Why It Matters That Anderson Cooper is Gay
A couple of years ago, a friend swore to me that the CNN’s Anderson Cooper was gay. I argued that Cooper would only be gay only after he’d publicly confirmed that he was gay.
The essence of the conversation is that my friend I wanted the TV host and reporter to say it. It bothered us that his journalism revealed very little about his personal life. But now that Cooper has come out, it should matter to us all.
The world is still so full of prejudice that even a high profile figure would feel unsafe to publicly embrace their sexuality. Cooper revealed something chilling when he explained some of the reasons for taking this long to come. He said:
“Since I started as a reporter in war zones 20 years ago, I’ve often found myself in some very dangerous places. For my safety and the safety of those I work with, I try to blend in as much as possible, and prefer to stick to my job of telling other people’s stories, and not my own. I have found that sometimes the less an interview subject knows about me, the better I can safely and effectively do my job as a journalist.”
Cooper’s fear is real.
The International Lesbian, Gay, Bisexual, Trans and Intersex Association tells us that, in 2012, five countries – Iran, Mauritania, Saudi Arabia, Sudan and Yemen – still put people to death for being gay. The fourth edition of the organization’s “State Sponsored Homophobia” report listed the 77 countries that are still “prosecuting people on ground of their sexual orientation.”

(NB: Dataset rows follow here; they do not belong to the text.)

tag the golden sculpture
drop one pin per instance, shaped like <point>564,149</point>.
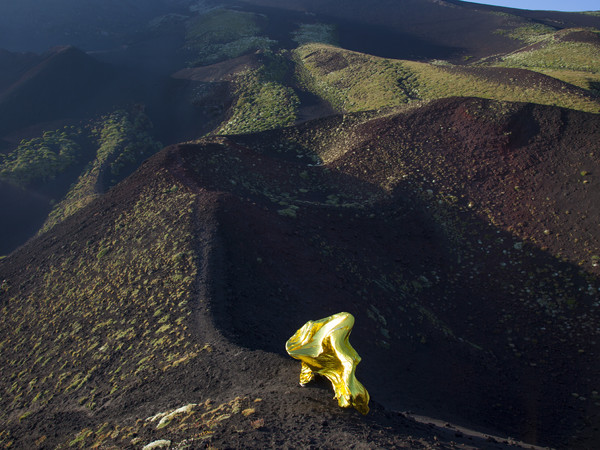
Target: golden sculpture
<point>322,346</point>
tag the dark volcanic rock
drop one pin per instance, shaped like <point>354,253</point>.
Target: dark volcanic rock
<point>181,285</point>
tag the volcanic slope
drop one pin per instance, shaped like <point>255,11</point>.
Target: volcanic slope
<point>437,227</point>
<point>65,83</point>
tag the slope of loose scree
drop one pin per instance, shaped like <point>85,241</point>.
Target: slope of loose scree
<point>353,81</point>
<point>175,292</point>
<point>570,55</point>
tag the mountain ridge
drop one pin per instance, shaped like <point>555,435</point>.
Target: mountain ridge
<point>288,249</point>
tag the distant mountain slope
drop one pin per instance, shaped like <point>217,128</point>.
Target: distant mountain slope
<point>436,226</point>
<point>570,55</point>
<point>428,28</point>
<point>354,81</point>
<point>66,82</point>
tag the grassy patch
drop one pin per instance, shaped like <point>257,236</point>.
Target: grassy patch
<point>355,82</point>
<point>223,34</point>
<point>123,139</point>
<point>578,56</point>
<point>264,101</point>
<point>41,159</point>
<point>94,309</point>
<point>529,33</point>
<point>315,32</point>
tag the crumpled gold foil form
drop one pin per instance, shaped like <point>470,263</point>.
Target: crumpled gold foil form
<point>322,346</point>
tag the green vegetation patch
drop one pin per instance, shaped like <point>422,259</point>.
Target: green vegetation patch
<point>40,159</point>
<point>264,102</point>
<point>529,33</point>
<point>440,82</point>
<point>123,138</point>
<point>559,55</point>
<point>108,313</point>
<point>223,34</point>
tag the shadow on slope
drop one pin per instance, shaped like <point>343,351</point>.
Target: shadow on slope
<point>182,284</point>
<point>470,319</point>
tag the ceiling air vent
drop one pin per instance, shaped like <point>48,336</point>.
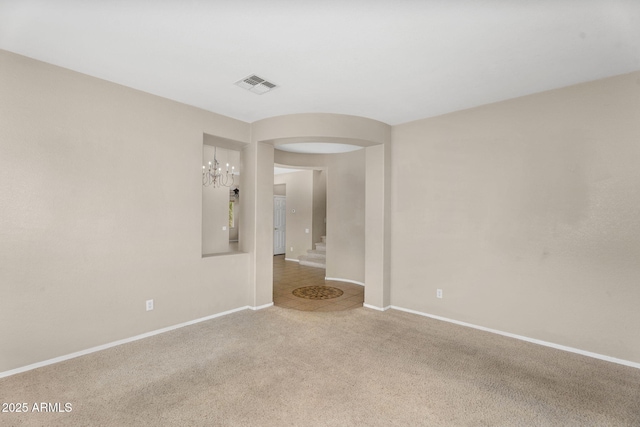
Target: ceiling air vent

They are: Afghanistan, Algeria, Angola, Antigua and Barbuda, Bangladesh, Barbados, Belize, Bhutan, Botswana, Brunei, Burundi, Cameroon, Comoros, Dominica, Egypt, Eritrea, Ethiopia, Gambia, Ghana, Grenada, Guinea, Guyana, Iran, Jamaica, Kenya, Kiribati, Kuwait, Lebanon, Lesotho, Liberia, Libya, Malawi, Malaysia, Maldives, Mauritania, Mauritius, Morocco, Mozambique, Myanmar, Namibia, Nauru, Nigeria, Oman, Pakistan, Palau, Papua New Guinea, Qatar, St. Kitts and Nevis, St. Lucia, St. Vincent and the Grenadines, Samoa, Sao Tome and Principe, Saudi Arabia, Senegal, Seychelles, Sierra Leone, Singapore, Solomon Islands, Somalia, Sri Lanka, Sudan, Swaziland, Syria, Tanzania, Togo, Tonga, Trinidad and Tobago, Tunisia, Turkmenistan, Tuvalu, Uganda, United Arab Emirates, Uzbekistan, Yemen, Zambia and Zimbabwe.
The presence of Zimbabwe, my country of birth, saddens me. The Southern African country is the quintessential example of state-sponsored homophobia. The country’s geriatric dictator, Robert Mugabe, is an unapologetic gay-basher. In 2010, the man many is the west see as Zimbabwe’s future, opposition leader Morgan Tsvangirai, joined the dictator in publicly opposing debate on homosexuality.
Cooper’s coming out gives us another opportunity to name and shame individuals like Mugabe and Tsvangirai, and countries that still promote homorphobia.
But of course I’m glad that my adopted country, Canada, is the complete opposite of Zimbabwe when it comes to gay rights. I’m also delighted that about the Canadian connection with Cooper’s coming out. He did it on the weekend Canadians celebrated Pride.